Most recently, CalNonprofits worked with an alliance of California nonprofits to craft seven Assembly bills collectively addressing a little-known nonprofit role – contractor to the State of California. The California Nonprofit Equity Initiative is designed to fix some of the deets of this sometimes-bumpy relationship. “This may be the first time, I think in California nonprofit history, that we really advanced a whole package of bills through the legislature,” Green says. “And I was proud as a Santa Barbarian to see that the two that got to the governor’s desk were authored by our two representatives, one by Senator Limón and the other by Senator Assemblyman Hart.”
In fact, Gregg Hart’s musically named AB 590 has already been signed by Governor Newsom, ensuring nonprofits receive up to 25 percent of their contracted funds up front.
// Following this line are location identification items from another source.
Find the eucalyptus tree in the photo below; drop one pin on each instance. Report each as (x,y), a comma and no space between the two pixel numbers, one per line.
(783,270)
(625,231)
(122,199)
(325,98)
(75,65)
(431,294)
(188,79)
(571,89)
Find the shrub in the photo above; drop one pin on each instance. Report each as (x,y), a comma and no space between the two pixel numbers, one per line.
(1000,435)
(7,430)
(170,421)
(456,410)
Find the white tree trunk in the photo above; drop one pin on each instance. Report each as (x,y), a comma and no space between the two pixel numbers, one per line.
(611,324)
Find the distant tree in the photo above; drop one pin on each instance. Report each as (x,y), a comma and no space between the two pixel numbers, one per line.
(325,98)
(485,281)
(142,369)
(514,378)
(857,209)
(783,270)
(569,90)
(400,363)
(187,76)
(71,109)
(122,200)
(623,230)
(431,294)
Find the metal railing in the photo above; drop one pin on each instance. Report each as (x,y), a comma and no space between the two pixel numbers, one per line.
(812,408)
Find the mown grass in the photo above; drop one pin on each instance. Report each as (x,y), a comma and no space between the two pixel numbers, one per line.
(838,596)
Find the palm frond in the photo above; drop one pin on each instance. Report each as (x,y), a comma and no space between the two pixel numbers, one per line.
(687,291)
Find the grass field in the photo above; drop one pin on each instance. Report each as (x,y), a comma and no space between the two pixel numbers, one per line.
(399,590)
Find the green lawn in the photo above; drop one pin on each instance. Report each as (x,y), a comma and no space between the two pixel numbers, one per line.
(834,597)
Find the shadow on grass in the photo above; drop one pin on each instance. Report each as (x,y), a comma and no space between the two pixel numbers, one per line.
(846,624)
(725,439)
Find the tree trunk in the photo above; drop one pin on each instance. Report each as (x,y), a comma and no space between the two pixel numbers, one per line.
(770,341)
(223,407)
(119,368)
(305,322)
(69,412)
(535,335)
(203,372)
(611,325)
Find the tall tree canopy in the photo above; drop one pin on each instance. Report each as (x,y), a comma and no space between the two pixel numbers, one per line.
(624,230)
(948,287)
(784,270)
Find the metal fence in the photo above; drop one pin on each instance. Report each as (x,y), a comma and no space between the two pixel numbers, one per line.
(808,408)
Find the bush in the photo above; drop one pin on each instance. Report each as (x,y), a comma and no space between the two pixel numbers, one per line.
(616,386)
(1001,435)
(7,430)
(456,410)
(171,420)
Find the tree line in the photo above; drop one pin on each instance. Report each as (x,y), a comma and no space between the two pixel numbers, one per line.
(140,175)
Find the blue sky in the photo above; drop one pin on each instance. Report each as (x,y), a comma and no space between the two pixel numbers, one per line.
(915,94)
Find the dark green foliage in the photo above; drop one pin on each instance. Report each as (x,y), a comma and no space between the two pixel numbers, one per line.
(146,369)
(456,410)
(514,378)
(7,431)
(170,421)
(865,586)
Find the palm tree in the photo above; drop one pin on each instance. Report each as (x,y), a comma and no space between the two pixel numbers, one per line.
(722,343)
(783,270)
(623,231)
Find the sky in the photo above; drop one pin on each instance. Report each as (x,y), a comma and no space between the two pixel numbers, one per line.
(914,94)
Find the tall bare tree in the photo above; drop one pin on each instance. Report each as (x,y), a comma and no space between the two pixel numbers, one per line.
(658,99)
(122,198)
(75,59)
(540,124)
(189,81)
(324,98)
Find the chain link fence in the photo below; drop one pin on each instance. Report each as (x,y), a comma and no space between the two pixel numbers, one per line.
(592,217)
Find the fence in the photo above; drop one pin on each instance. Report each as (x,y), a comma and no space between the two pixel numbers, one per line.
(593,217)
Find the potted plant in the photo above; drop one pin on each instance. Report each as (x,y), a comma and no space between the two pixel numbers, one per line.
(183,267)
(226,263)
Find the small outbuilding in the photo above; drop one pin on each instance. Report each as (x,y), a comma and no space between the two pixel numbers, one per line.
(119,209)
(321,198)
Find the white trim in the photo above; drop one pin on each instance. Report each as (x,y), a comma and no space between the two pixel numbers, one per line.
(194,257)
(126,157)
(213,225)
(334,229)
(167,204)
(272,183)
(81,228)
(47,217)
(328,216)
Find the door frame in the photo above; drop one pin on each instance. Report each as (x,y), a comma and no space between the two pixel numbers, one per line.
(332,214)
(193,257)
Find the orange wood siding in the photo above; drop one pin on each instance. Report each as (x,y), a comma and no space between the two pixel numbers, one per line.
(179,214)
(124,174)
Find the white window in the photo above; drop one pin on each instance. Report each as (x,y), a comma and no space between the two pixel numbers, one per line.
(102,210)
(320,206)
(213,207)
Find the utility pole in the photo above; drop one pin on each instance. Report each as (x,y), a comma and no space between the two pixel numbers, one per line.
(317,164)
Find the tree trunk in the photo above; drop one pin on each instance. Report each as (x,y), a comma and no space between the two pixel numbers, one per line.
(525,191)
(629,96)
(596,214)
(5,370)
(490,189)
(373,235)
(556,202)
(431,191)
The fiduciary leanness of the nonprofit has long been at odds with the State’s bureaucratic slow pokiness (not a real phrase) in paying for contracted work. “It happens a lot where entities have to self-fund on the front end and wait for the reimbursement much later,” Green says. “One organization actually had to borrow tens of thousands of dollars and use debt to fund the contract work until the state came and paid.”
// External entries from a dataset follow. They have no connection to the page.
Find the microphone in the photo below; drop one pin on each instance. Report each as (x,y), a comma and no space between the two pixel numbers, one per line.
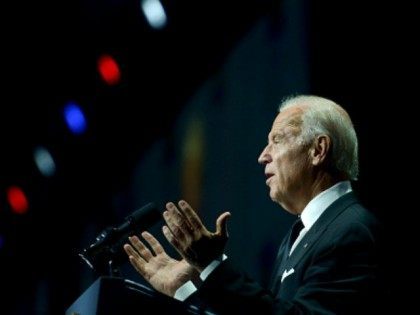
(107,250)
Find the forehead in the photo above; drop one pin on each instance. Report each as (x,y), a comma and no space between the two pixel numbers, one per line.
(289,119)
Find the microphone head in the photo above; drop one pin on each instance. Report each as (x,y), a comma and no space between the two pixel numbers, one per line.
(108,245)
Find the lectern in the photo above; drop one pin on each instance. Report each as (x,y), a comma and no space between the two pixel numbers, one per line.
(118,296)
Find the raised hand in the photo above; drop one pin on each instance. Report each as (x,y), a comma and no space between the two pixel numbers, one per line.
(164,273)
(190,237)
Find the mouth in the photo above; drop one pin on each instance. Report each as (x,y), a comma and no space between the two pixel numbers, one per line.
(268,176)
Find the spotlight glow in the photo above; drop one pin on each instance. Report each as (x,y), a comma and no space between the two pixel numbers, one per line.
(109,70)
(154,12)
(75,118)
(44,161)
(17,200)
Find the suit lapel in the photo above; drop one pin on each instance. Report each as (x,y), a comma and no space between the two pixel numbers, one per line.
(318,229)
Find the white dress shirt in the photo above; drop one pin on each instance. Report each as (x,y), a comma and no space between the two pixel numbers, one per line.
(318,205)
(310,214)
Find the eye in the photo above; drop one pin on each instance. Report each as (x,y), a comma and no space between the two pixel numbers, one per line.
(277,138)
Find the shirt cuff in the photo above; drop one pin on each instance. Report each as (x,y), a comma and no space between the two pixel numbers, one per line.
(213,265)
(185,291)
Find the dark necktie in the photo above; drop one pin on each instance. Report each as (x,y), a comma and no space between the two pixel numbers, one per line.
(275,280)
(296,228)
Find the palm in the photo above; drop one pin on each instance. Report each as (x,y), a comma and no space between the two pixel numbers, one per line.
(168,274)
(164,273)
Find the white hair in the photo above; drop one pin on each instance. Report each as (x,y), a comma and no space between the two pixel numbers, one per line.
(322,116)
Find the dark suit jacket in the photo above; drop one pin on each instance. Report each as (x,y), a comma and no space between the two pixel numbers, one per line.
(336,271)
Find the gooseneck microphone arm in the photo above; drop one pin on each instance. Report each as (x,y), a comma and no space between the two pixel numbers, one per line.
(106,252)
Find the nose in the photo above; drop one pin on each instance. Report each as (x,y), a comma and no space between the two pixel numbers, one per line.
(264,157)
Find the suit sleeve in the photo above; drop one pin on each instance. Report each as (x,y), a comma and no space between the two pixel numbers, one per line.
(339,278)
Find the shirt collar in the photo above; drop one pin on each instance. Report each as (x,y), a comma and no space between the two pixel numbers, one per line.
(322,201)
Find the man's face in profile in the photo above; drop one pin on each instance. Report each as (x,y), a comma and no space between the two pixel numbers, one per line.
(286,159)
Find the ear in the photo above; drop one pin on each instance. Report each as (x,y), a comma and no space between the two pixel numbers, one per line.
(320,148)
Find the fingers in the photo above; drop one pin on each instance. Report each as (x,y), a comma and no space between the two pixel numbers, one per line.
(135,259)
(138,245)
(171,239)
(178,223)
(154,243)
(191,216)
(221,224)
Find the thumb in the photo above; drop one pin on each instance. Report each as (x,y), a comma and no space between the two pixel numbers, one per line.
(221,224)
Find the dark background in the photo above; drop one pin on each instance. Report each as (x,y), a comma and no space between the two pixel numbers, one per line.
(347,51)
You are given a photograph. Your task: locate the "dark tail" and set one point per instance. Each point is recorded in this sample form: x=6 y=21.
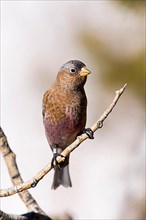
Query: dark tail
x=61 y=177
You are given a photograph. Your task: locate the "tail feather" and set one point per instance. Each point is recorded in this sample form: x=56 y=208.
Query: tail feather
x=61 y=177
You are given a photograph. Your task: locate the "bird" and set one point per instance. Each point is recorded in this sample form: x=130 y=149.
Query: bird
x=64 y=110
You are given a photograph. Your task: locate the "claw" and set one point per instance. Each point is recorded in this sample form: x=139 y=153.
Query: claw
x=54 y=159
x=89 y=132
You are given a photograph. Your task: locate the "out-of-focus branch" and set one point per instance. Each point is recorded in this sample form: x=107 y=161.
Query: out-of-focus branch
x=19 y=186
x=27 y=216
x=10 y=159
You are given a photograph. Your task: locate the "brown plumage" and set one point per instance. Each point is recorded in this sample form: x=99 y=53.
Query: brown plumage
x=64 y=113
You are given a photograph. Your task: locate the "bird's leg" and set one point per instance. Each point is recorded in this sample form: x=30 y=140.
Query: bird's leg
x=89 y=132
x=54 y=159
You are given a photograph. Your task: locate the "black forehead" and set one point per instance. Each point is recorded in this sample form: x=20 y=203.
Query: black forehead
x=73 y=64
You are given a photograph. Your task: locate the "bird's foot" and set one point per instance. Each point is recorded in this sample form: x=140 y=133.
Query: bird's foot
x=54 y=159
x=89 y=132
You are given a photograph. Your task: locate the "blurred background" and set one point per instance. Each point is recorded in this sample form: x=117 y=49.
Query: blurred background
x=37 y=37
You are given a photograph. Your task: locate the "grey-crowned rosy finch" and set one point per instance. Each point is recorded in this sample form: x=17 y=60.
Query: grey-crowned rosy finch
x=64 y=113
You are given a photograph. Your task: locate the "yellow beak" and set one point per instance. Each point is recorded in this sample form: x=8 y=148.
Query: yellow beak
x=84 y=71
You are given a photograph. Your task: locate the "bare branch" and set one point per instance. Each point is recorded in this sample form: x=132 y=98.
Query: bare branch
x=10 y=159
x=27 y=216
x=19 y=187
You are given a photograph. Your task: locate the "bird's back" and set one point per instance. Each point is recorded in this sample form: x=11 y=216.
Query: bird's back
x=64 y=115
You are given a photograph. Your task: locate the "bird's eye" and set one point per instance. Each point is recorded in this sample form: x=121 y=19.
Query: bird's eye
x=72 y=70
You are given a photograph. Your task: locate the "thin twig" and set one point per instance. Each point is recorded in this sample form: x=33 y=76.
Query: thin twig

Green has long enjoyed a regional reputation as the genial (and unofficial) Arm-Twister-in-Chief where fence-sitting donors are concerned and is the face of the complex nonprofit mission here. How does someone ascend to the arguable center of the nonprofit universe the way Geoff Green has? In his case the journey began with – you guessed it – a stint as a Park Ranger/Naturalist at Yosemite. Since graduating with a UCSB degree in Ecology and Evolutionary Biology, that inaugural gig on Green’s CV stands out as the one most aligned with his hard-won diploma. Apparently, the runway is sufficiently long that we can each change tack as evolving passions dictate (kids, take note). When Green left Yosemite after four years, he pivoted to the Santa Barbara Fund for 17 years, before landing at SBCC. The interviewer personally wonders if it was Yosemite’s ill-mannered Black Bear community or Green’s fear of heights that inspired his full flight into – and public mastery of – the nonprofit world. Pure speculation, of course. “I absolutely own that,” Green says. “I am … the kind word is a ‘Renaissance person’ – the not-so-kind is ‘really unfocused.’” A third candidate is “insatiably curious.” His manifold, restless achievements as SBCC Foundation CEO – including the largest gift ever made to the school – suggest he is plenty focused, and his move to CalNonprofits puts this “lifelong learner” right in the middle of the fascinating, and crucial, nonprofit maelstrom.
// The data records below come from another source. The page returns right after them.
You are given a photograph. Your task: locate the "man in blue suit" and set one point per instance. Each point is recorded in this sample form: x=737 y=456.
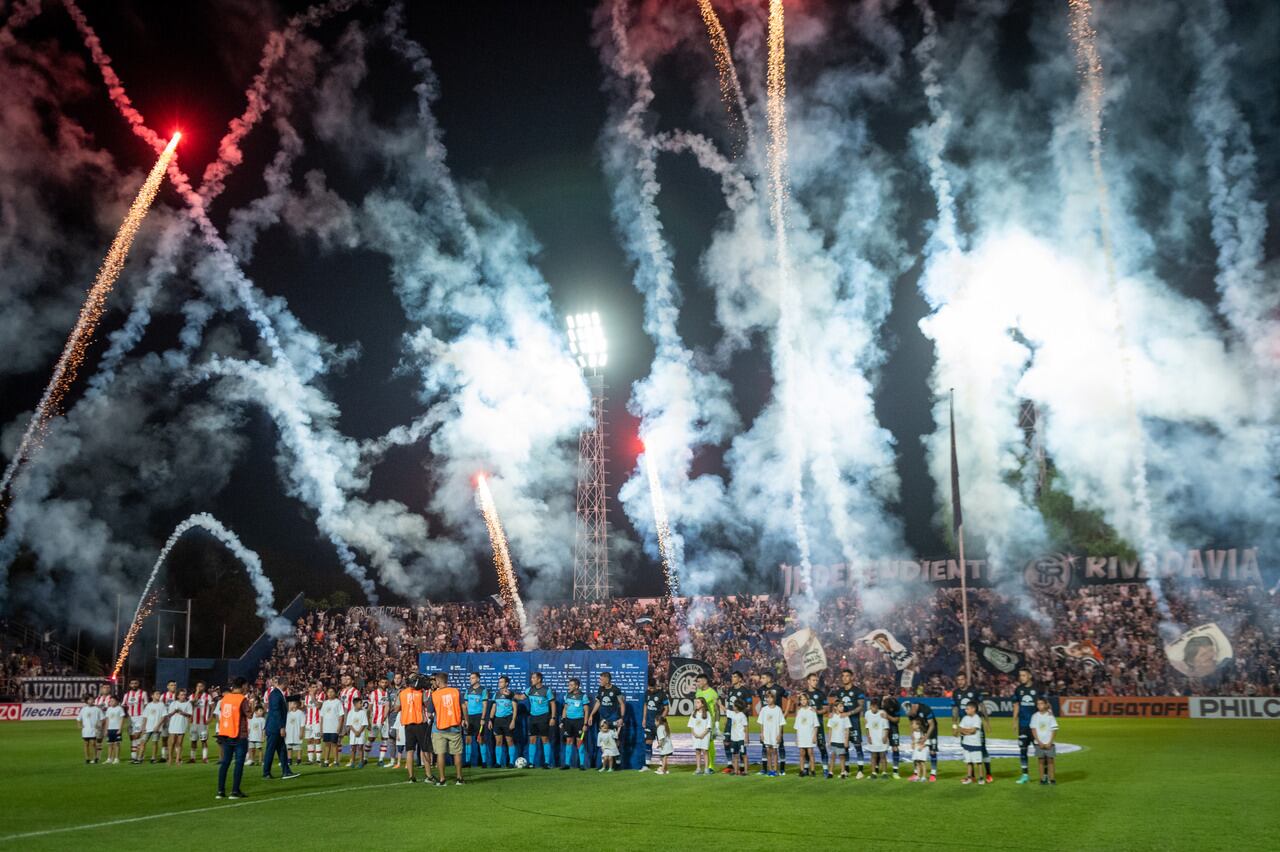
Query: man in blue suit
x=277 y=708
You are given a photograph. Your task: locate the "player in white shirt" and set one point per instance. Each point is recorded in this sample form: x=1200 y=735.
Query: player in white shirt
x=293 y=723
x=256 y=736
x=737 y=723
x=179 y=719
x=114 y=720
x=969 y=729
x=837 y=740
x=135 y=700
x=201 y=711
x=152 y=718
x=877 y=738
x=807 y=733
x=700 y=727
x=357 y=731
x=772 y=722
x=90 y=719
x=330 y=728
x=1045 y=732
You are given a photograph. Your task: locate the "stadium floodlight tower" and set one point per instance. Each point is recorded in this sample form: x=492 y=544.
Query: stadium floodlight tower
x=592 y=539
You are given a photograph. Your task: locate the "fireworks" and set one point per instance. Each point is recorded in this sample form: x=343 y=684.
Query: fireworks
x=501 y=554
x=1088 y=63
x=731 y=90
x=77 y=344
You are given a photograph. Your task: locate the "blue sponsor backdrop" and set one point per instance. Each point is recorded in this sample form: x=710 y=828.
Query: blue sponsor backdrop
x=630 y=672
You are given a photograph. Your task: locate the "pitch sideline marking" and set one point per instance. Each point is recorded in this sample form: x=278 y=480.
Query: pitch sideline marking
x=127 y=820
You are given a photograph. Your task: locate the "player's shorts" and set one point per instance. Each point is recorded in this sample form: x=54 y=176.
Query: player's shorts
x=417 y=738
x=539 y=725
x=447 y=742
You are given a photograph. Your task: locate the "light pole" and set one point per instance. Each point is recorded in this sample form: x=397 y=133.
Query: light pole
x=588 y=343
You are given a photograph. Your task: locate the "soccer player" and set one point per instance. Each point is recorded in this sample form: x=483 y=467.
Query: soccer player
x=179 y=717
x=922 y=713
x=412 y=715
x=330 y=727
x=772 y=722
x=853 y=702
x=476 y=700
x=609 y=706
x=780 y=699
x=653 y=714
x=135 y=700
x=503 y=723
x=707 y=694
x=356 y=724
x=740 y=691
x=892 y=710
x=447 y=733
x=90 y=719
x=311 y=704
x=201 y=711
x=969 y=728
x=376 y=708
x=572 y=719
x=1045 y=725
x=1025 y=696
x=961 y=697
x=113 y=720
x=542 y=710
x=293 y=725
x=152 y=714
x=807 y=737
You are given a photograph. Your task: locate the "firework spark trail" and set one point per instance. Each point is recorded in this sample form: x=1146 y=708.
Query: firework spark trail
x=936 y=136
x=731 y=90
x=263 y=589
x=668 y=548
x=228 y=270
x=507 y=582
x=77 y=344
x=794 y=450
x=1088 y=63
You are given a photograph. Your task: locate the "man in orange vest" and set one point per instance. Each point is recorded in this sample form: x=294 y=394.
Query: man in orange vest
x=447 y=731
x=233 y=737
x=412 y=715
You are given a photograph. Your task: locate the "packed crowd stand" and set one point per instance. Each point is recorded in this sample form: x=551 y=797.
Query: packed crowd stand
x=745 y=632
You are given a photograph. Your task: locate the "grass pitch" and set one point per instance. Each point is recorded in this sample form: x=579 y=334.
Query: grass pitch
x=1138 y=784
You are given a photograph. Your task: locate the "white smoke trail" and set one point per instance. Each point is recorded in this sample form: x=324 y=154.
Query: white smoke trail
x=263 y=589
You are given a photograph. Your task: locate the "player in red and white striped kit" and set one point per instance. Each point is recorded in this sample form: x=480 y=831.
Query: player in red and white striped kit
x=135 y=700
x=311 y=722
x=376 y=706
x=347 y=695
x=201 y=711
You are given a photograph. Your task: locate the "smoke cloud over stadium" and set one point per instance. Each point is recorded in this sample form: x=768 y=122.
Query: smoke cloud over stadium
x=782 y=188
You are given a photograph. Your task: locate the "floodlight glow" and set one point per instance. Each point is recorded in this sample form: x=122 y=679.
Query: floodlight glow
x=586 y=340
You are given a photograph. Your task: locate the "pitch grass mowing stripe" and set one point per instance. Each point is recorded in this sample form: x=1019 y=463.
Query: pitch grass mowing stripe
x=188 y=811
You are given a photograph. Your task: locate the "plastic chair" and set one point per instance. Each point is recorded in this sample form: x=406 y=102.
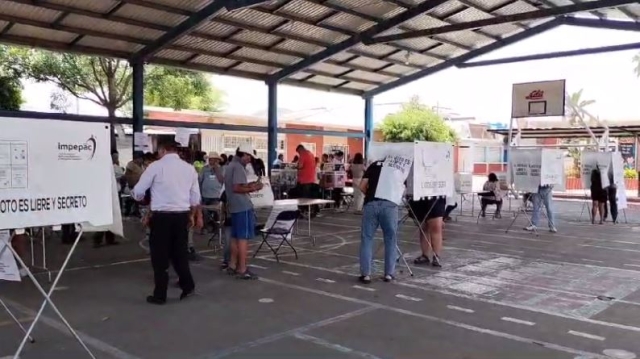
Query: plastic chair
x=281 y=229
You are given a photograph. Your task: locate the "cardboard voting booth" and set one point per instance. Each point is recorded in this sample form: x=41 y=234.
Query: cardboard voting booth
x=531 y=168
x=433 y=169
x=53 y=173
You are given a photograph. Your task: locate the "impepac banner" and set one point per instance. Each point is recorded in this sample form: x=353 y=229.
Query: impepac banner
x=433 y=169
x=54 y=172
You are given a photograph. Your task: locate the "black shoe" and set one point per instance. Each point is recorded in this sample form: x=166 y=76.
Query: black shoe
x=187 y=293
x=154 y=300
x=193 y=256
x=436 y=262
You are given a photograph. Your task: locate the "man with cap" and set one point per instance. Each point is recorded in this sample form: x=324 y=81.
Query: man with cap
x=239 y=205
x=175 y=207
x=211 y=181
A favorite Geoff Green talking (and doing) point is the nonprofit as avatar of bottom-up societal betterment, and public policy that helps smooth that approach. This challenges the broad-brush conventional wisdom, never fully articulated, of the nonprofit as a well-intentioned but childlike enterprise pretending to be a business and peopled by kind-hearted volunteers in timeworn cardigans whose “day jobs” are elsewhere. As CEO of the SBCC Foundation, Green has been an amused recipient of this read. “In this role I’ve been asked by very smart, educated, lovely people in the community. ‘So what do you do? What’s your actual day job?’ As though being the CEO of the SBCC Foundation is my volunteer work on the side.” The Geoff Green smile is huge on this one. “These questions are coming from a good place,” he laughs, “but they just have no sense that, well, I’m actually running an $85 million business. This is my day job.”